Shane Closser, Vice President and Worldwide Head, Customer Experience Management Practice at Virtusa talks to CBR about the changing role of the CIO in the digital age.

Attention all CIOs: If your job description hasn’t already changed, it’s about to. Welcome to the era of the new ‘digital CIO’; legacy business models are no longer driving the top line revenue that shareholders expect. In the words of Greg Fuller, VP of marketing, operations and technology at Pearson, "The things that made us really successful in the past will not make us successful in the future. Scalable, direct relationships with customers can only happen digitally." Companies are losing market share, their customer base is shrinking and compliance and other market factors are increasing the cost of doing business. Household brands like Borders and Blockbuster disappeared when they failed to adapt, to innovate and to listen to their customers. This is the reason CEM is now a top three priority for Fortune 2000 organisations.

Let’s take a look at how this applies to a few top industries from a macro trends perspective:
– Finance: The focus has shifted from getting customers into branches to completed online applications. Buzzwords: Cost per lead, upselling, cross-selling, account openings

– Media: Subscription-based models have been replaced with advertising. Clicks-per-million (CPM)/cost per 1,000 impressions have become commoditised and profits are eroding; the focus now is on creating synergies between online, email, phone, print, social and TV channels. Buzzwords: CPM, paywalls, metering.

– Education: The focus has shifted from classroom-based learning to delivering learning outcomes and provingefficacy within personalised learning. Buzzwords: individualised content, adaptive learning, digital readers.

– Retail: The focus has moved from retail stores to virtual storefronts that satisfy the needs, wants, and desires of target audiences. Buzzwords: predictive analysis, conversion rates, order to visit value.

Got it, customer experience is important. Now what?
The reason improving customer experience falls into the CIO’s territory is because the solution is based on technology, but has a business focus. A Web Experience Management platform that manages content and the user experience across channels is the gold standard to improving your organisations’ customer experience. Next Generation WEM platforms have four basic tenets; they are multi-channel, contextually deliver content, can be highly personalised for targeted audiences and are measurable with key performance indicators and success metrics. Below is a transformation map that will help CIOs align leadership and create a single view of success within the organisation by improving the customer experience. There are five essential stages:

– Step 1: Content Strategy
Understand your customer’s experience and how your organisation manages content. Where is it falling short? Is the content reusable? Are you too dependent on IT to solve problems? Are your applications in silos? Speak with different industry leaders, companies and customers who can advise from experience. Identify six critical use cases, customer personas and content models.

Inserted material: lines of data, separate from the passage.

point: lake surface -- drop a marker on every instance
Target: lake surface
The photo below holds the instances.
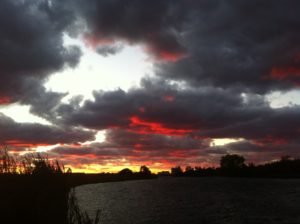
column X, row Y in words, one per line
column 193, row 201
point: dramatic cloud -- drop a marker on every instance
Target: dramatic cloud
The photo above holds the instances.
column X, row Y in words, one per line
column 31, row 45
column 33, row 134
column 106, row 50
column 155, row 24
column 214, row 63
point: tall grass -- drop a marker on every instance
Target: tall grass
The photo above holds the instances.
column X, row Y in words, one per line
column 35, row 189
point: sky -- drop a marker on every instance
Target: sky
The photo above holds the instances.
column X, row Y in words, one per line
column 106, row 84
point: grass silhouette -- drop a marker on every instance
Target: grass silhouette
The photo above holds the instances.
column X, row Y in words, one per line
column 34, row 189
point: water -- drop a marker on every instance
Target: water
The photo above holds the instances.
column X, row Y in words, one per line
column 194, row 201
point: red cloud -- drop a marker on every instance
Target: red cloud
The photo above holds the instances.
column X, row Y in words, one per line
column 145, row 127
column 92, row 41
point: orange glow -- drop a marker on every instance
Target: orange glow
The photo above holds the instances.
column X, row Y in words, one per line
column 142, row 110
column 145, row 127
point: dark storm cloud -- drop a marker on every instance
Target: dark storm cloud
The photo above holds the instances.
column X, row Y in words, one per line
column 106, row 50
column 137, row 148
column 244, row 45
column 13, row 133
column 153, row 23
column 160, row 108
column 31, row 44
column 238, row 44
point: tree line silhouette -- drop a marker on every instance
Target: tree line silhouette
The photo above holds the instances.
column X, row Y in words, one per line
column 234, row 165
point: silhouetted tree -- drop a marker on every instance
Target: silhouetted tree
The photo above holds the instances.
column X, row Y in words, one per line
column 232, row 161
column 176, row 171
column 189, row 171
column 126, row 171
column 145, row 170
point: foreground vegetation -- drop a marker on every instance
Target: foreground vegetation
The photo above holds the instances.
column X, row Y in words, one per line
column 36, row 190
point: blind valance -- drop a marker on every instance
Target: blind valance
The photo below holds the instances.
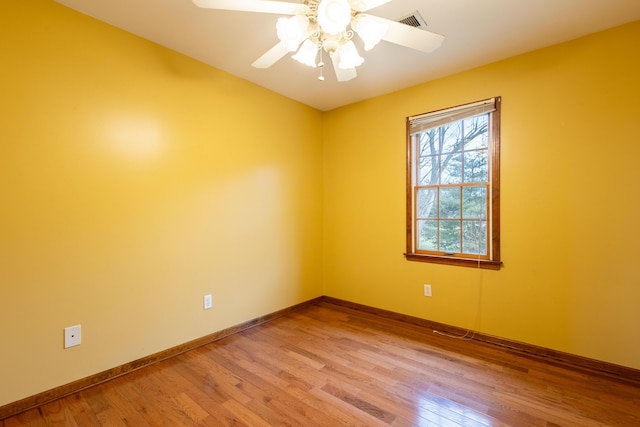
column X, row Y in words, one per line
column 426, row 121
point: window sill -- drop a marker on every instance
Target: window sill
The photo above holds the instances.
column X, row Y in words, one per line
column 461, row 262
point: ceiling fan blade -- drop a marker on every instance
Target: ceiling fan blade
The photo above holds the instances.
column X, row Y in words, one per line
column 263, row 6
column 364, row 5
column 342, row 74
column 408, row 36
column 271, row 56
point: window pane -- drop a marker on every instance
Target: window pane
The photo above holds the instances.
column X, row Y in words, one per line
column 450, row 236
column 426, row 201
column 476, row 166
column 476, row 132
column 474, row 237
column 427, row 235
column 450, row 202
column 428, row 172
column 451, row 165
column 427, row 142
column 451, row 137
column 474, row 202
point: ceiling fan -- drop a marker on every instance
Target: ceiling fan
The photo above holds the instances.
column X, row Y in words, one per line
column 315, row 26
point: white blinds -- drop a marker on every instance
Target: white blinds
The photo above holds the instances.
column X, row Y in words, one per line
column 434, row 119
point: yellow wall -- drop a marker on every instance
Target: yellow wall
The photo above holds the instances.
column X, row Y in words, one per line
column 131, row 185
column 570, row 206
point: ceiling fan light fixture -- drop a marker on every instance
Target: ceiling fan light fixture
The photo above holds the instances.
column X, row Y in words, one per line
column 369, row 30
column 292, row 31
column 349, row 56
column 307, row 53
column 334, row 15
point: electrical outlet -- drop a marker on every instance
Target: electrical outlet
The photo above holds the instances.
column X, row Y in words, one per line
column 208, row 302
column 427, row 290
column 72, row 336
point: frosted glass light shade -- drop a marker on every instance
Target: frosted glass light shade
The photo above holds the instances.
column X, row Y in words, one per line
column 307, row 53
column 370, row 31
column 349, row 56
column 291, row 31
column 334, row 15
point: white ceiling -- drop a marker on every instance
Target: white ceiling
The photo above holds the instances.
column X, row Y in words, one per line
column 477, row 32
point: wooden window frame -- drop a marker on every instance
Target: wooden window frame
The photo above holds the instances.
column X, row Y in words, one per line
column 492, row 261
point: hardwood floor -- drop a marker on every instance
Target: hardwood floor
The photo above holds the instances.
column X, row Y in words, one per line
column 328, row 365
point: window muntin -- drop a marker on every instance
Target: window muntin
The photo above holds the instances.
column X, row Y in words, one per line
column 453, row 185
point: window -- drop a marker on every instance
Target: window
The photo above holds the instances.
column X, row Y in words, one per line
column 453, row 185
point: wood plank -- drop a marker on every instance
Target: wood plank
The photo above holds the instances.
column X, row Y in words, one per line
column 334, row 365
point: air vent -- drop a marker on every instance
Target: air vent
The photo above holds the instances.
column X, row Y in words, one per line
column 414, row 20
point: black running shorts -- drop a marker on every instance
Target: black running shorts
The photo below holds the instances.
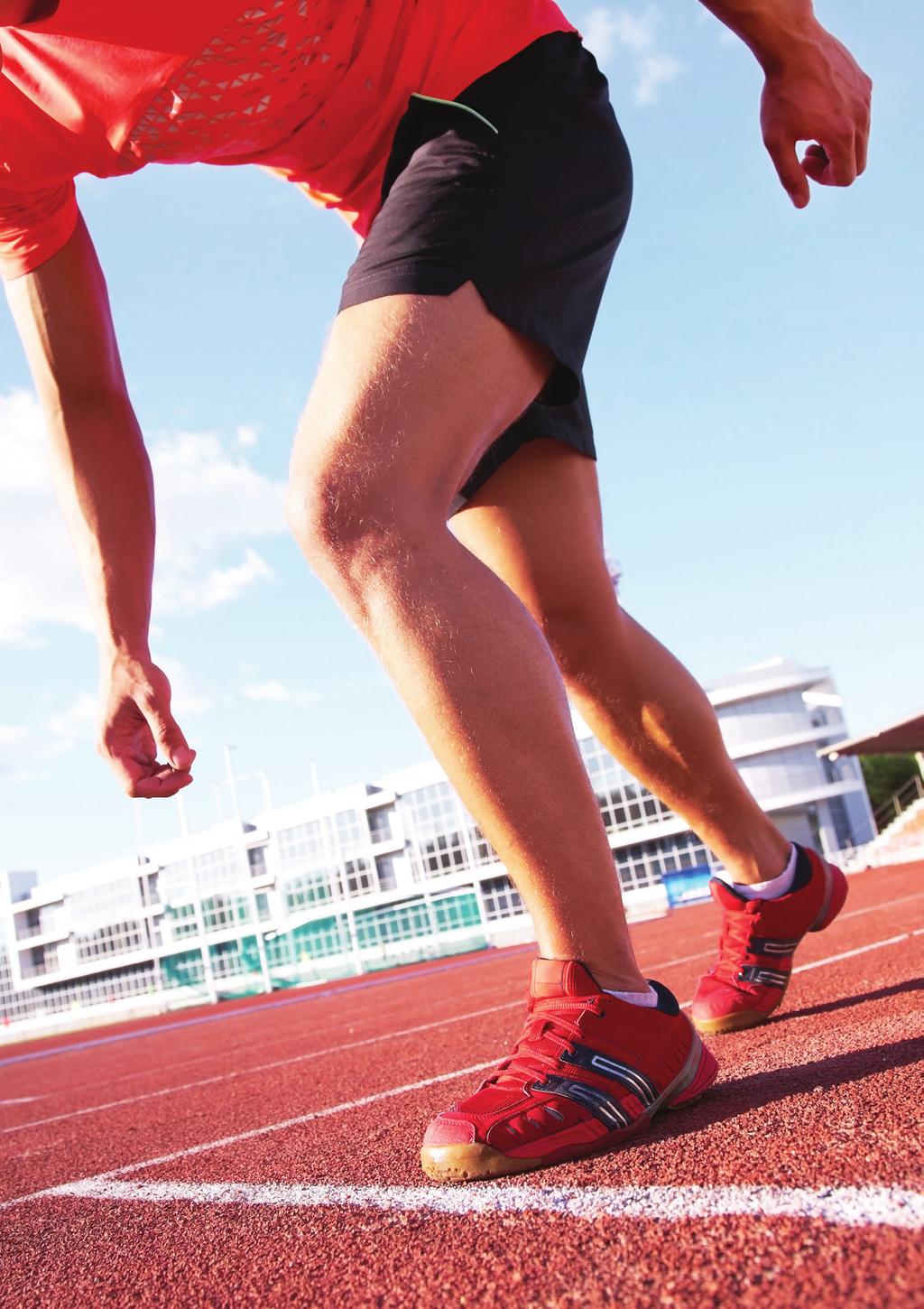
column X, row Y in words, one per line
column 522, row 186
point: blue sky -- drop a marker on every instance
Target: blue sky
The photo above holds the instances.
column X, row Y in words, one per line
column 755, row 385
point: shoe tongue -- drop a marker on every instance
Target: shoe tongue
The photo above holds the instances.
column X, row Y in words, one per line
column 557, row 978
column 726, row 896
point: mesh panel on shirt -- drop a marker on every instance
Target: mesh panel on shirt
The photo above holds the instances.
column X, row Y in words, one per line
column 257, row 81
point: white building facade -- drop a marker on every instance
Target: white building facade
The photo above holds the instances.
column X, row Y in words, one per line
column 375, row 875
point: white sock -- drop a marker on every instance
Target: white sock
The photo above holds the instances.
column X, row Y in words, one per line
column 645, row 999
column 772, row 889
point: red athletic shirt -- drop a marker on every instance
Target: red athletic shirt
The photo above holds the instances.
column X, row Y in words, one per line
column 311, row 89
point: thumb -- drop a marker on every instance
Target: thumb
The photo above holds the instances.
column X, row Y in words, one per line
column 166, row 732
column 790, row 171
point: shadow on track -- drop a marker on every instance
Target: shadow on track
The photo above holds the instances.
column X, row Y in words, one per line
column 743, row 1094
column 848, row 1000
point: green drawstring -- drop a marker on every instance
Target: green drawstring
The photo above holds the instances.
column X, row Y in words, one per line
column 457, row 104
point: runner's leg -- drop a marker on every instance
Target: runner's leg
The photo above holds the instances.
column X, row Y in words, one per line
column 537, row 524
column 410, row 393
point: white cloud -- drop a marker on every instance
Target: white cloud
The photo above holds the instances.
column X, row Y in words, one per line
column 76, row 720
column 619, row 32
column 26, row 754
column 188, row 697
column 211, row 504
column 654, row 72
column 29, row 754
column 279, row 692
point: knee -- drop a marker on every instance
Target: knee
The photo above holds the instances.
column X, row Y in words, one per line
column 352, row 526
column 581, row 633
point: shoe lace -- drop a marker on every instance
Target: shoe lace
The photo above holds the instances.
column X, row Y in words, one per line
column 733, row 944
column 545, row 1023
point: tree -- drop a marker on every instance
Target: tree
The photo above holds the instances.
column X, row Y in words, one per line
column 883, row 774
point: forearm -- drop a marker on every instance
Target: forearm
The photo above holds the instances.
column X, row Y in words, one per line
column 104, row 483
column 772, row 29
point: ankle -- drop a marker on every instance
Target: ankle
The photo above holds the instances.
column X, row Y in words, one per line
column 626, row 979
column 758, row 863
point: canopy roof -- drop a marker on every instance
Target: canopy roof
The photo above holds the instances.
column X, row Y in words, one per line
column 904, row 738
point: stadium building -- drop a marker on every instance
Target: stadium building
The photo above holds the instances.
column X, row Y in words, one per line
column 377, row 875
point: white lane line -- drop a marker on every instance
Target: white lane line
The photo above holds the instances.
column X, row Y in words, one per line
column 845, row 1206
column 257, row 1131
column 872, row 909
column 293, row 1059
column 404, row 1032
column 366, row 1100
column 845, row 954
column 850, row 954
column 245, row 1072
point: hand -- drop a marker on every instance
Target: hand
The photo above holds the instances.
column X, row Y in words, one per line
column 818, row 93
column 135, row 724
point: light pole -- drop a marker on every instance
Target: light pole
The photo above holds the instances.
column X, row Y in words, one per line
column 245, row 864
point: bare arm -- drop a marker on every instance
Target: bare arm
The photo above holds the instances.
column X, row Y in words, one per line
column 814, row 92
column 102, row 478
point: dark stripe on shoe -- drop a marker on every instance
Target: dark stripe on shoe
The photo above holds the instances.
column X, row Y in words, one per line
column 763, row 977
column 631, row 1079
column 602, row 1106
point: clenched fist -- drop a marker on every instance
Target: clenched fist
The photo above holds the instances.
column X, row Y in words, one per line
column 136, row 724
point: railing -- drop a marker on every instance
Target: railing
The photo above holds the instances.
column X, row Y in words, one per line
column 897, row 804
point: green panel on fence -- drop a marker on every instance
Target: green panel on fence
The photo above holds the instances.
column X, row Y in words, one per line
column 186, row 969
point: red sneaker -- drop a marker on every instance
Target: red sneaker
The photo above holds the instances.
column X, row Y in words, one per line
column 750, row 978
column 587, row 1072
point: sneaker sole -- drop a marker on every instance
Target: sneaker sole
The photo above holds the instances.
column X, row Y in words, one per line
column 836, row 896
column 478, row 1163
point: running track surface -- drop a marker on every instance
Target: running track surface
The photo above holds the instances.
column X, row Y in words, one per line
column 267, row 1152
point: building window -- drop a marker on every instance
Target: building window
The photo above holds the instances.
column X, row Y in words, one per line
column 308, row 890
column 257, row 860
column 112, row 939
column 388, row 873
column 359, row 877
column 380, row 825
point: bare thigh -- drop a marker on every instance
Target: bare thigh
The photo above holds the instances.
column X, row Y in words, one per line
column 537, row 524
column 410, row 393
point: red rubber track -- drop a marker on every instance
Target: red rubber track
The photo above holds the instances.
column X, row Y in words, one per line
column 827, row 1094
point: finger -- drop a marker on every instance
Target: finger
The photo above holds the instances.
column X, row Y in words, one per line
column 139, row 775
column 862, row 145
column 845, row 162
column 840, row 168
column 162, row 785
column 788, row 169
column 171, row 741
column 816, row 162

– Step 2: WEM Product Evaluation and Selection
Evaluate WEM products based on these five areas: Functionality, Non-Functionality, Product Direction, Total Cost of Ownership (TCO), and Company Support. There is a lot of great existing industry material to leverage. And, it’s important you don’t skip the Proof-of-Concept; it is often the game changer.

– Step 3: WEM Platform Design and Implementation
Develop a reference architecture or pilot. This is instrumental in establishing quick wins, focusing on information architecture, governance, training, building adoption and creating standards/best practices that other sites can leverage. It will also lower your TCO through reuse patterns.

– Step 4: Content Modelling and Migration
Migrate your organisation’s web, social and mobile sites to the new platforms. This is where you want to focus on developing your ‘Centre of Excellence’. It will take time, typically a site or two, before you can start optimisation efforts.

– Step 5: Integration and Rollout
Focus on continuous improvement efforts and tackling more difficult use cases, such as: ERP integration, CRM, ecommerce and advanced go-to-market strategies.

Even more change ahead
For most executives, change is a way of life. Technology ensures that no industry is ever static. Yet this new focus on engagement and customer experience has stumped even the best of leaders. Recently, I polled 39 company leaders about their digital marketing efforts. When asked where they need the most help, 60% answered "Digital Experience Strategy and/or Education." As the future evolves, digital CIOs will increasingly look towards driving company growth by converting traditional business models to digital ones, and also oversee the operations in the changing digital sectors like mobile, social, cross-channel and digital marketing. No doubt, digital CIOs will have an important role to play – that of managing the change and importantly refocusing their organisations to successfully compete in the millennial market place.